Love Jones: That Romance
By Tara Betts
Every moment sounded like smoky back rooms
and corners in Wicker Park still got Black before
dark. Jazz was like a tongue on your neck, finger
tracing collarbone. Incense, bidis, and chew sticks
looked earthier between full lips as substantial
as unbroken ciphers or bulging notebooks full
of curled pages springing with rhyme (and other
acrobatics found in our mouths) while seeking
some elusive word to replace violet, the broken
skins of blueberries, the sweat never concealed
by cigarette smoke, unexpected names when
silver terrarium shrinks into microphone head.
Amplification blooms into Larenz Tate playing
Darius the poet in his hometown, and the story
soon lands on Nina, played by Nia Long (Nia’s
daddy is a poet in real life). They woo, fuck, fight,
separate, and she returns to the small stage
circled by spotlight. She is a photographer
fresh from New York City in a perfect white
shirt. She wears smoked cherry pout. Her poem
rings in the heights of the everglades, and Darius?

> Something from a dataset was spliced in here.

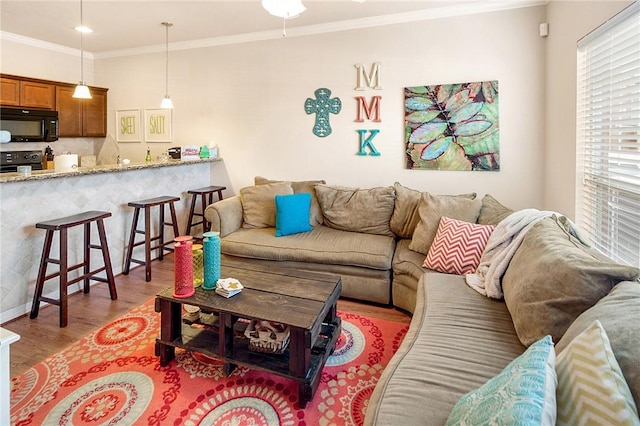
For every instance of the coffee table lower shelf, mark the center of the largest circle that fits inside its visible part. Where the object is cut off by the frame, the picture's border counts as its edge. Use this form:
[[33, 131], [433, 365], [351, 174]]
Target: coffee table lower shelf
[[206, 341]]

He is silent, like the rest of the audience until Nina
heads to the exit. She tosses her journal in the trash
before palming the door, and he follows, pleads
wait and she looks back like women always do.
Before the kiss, he insists love is (more) serious than
a muh… Nina is silent when their lips are clasped
again in a romance we waited for, now on television
on random nights. We sit through interruptions hawking
soap, chips, and jewelry to think that love could
render familiar and still be slick, lit umber nights.